To preserve the collection for future scholarly use and honor David Runyon’s wishes for public access to the collection, Seyforth and WYOU developed a proposal in late 2008 requesting that the University of Wisconsin Madison Library System preserve the “Nothing To Hide” collection by making digitized copies available for viewing through video-streaming. The proposal was sponsored by Joseph W. Elder, Professor of Sociology and Languages and Cultures of Asia; Mary Louise Roberts, Professor of History; James Steakley, Professor of German; John Tortorice, Director of the George L. Mosse Program in History; Mariamne H. Whatley, Professor of Education; and Susan Zaeske, Professor of Communication Arts.

Nine months later, their proposal was accepted. On Friday, November 13, 2009, in a ceremony at which then-Congresswoman Tammy Baldwin and State Representative Spencer Black spoke, the 40 boxes of 800 two-hour videotapes were presented. They had been walked from the studio—then on East Washington—to the Library by station volunteers and friends (including Our Lives Publisher, Patrick Farabaugh) on foot.
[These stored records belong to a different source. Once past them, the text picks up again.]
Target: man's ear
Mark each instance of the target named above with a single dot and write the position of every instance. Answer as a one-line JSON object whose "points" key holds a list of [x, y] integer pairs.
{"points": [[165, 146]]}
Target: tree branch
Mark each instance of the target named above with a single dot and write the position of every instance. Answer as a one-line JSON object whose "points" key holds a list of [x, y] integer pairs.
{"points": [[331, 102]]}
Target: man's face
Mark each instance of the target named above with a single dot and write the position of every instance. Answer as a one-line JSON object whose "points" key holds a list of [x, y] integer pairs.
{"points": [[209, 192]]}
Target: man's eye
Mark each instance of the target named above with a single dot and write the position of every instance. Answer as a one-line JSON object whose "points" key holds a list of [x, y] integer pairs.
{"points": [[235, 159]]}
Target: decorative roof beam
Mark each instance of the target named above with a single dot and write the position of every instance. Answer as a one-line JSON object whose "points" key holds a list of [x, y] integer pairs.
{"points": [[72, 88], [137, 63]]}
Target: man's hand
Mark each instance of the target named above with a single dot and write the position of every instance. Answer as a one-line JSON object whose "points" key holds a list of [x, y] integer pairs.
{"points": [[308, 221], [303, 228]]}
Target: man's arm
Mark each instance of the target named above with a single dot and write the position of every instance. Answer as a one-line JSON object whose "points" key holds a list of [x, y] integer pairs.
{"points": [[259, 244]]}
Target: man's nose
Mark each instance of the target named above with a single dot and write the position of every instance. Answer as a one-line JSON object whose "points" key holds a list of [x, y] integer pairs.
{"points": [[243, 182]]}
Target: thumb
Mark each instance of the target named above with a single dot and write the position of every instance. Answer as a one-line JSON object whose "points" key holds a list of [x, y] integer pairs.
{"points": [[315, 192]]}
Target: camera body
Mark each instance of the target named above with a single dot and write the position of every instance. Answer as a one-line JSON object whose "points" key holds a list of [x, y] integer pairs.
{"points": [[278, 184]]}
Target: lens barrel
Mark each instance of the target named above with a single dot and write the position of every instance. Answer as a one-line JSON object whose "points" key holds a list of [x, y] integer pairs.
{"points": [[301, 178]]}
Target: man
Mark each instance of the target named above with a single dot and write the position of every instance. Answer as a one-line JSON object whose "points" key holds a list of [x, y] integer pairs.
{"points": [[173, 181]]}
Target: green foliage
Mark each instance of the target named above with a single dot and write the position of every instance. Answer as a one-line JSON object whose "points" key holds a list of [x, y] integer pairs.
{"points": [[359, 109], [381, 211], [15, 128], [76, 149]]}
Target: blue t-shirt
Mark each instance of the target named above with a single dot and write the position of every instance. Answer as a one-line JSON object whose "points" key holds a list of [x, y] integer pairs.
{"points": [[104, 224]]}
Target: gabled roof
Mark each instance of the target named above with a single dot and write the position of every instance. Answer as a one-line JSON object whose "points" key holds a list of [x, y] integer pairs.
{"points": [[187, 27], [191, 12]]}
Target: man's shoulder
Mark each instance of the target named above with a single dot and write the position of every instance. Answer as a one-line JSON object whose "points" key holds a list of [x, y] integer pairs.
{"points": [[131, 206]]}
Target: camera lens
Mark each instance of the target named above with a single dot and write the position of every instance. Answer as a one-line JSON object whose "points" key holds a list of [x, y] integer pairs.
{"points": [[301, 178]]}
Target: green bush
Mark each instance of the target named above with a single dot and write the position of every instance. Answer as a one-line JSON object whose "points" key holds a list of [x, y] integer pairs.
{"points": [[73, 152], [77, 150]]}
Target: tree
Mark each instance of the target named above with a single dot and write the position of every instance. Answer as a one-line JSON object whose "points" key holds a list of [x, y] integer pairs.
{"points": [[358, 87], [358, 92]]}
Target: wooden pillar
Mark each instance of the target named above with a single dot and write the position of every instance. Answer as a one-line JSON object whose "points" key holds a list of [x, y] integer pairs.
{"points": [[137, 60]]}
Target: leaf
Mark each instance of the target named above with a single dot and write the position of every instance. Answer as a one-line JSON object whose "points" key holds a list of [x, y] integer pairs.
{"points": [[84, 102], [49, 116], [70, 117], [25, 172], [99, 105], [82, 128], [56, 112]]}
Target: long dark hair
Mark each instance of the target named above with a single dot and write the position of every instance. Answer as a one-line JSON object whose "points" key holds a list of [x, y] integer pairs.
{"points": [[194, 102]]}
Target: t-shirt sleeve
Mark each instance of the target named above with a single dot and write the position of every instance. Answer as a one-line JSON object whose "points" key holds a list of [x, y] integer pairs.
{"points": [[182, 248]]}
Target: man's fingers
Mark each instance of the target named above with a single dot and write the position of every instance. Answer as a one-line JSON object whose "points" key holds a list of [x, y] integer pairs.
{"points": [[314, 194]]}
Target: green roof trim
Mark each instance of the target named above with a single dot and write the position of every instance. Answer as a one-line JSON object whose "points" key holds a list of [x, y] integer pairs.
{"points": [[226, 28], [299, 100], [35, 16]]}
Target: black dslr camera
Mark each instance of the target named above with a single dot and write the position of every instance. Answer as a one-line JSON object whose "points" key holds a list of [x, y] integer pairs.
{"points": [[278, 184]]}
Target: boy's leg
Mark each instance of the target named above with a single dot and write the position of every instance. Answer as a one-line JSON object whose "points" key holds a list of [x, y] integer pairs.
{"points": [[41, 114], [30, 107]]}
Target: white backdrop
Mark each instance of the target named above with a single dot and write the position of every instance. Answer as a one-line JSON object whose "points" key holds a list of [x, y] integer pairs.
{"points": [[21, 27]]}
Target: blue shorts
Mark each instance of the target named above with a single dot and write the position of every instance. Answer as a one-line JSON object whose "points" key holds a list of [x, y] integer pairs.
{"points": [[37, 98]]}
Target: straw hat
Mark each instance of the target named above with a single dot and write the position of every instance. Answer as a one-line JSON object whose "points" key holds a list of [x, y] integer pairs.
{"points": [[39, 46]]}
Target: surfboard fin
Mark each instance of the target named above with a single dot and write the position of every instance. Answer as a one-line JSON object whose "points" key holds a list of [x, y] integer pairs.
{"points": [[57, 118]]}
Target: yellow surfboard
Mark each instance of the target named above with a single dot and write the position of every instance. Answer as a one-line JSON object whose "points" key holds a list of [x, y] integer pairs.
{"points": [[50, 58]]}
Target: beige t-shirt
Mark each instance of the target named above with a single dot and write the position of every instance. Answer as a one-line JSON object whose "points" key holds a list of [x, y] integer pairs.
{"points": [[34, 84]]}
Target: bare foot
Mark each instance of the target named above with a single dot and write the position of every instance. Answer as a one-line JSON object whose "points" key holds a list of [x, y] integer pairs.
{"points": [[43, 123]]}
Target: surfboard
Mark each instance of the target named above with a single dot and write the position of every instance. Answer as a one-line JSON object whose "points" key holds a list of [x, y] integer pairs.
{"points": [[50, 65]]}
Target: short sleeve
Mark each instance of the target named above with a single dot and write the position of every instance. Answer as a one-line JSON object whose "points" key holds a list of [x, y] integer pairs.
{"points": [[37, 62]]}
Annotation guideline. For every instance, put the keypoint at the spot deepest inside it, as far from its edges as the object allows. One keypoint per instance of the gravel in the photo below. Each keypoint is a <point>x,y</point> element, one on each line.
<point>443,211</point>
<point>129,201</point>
Currently, the collection is still, though temporarily, located at the U.W. Memorial Library.

In 2017, David Pavelich, Director of Special Collections & Archives, applied to the Evjue Foundation to underwrite the high-resolution digital scans, archiving and making them available on the web. The request was funded in May 2018.

According to Katie Nash, archivist of the University of Wisconsin Archives, the tapes are queued for digitizing and archiving during the coming year. The videos will be digitally mastered in real time, searchable tags identified, and made available online.

The result will be the largest collection of LGBTQ videos of a crucial era with unique and rare footage not found in other libraries or archives, and will provide material to support emerging LGBTQ Studies programs at home and afar. This archival project is as essential as the ongoing work, today. It is an important part of our legacy—and of the legacy of David Runyon. 

How you can help  

David Runyon made many copies and gave them away, covering the programs he recorded and aired on “Glad To Be Gay” and “Nothing To Hide.” People also made copies at home. The Madison LGBTQ Archives Committee is seeking these copies to digitize and archive.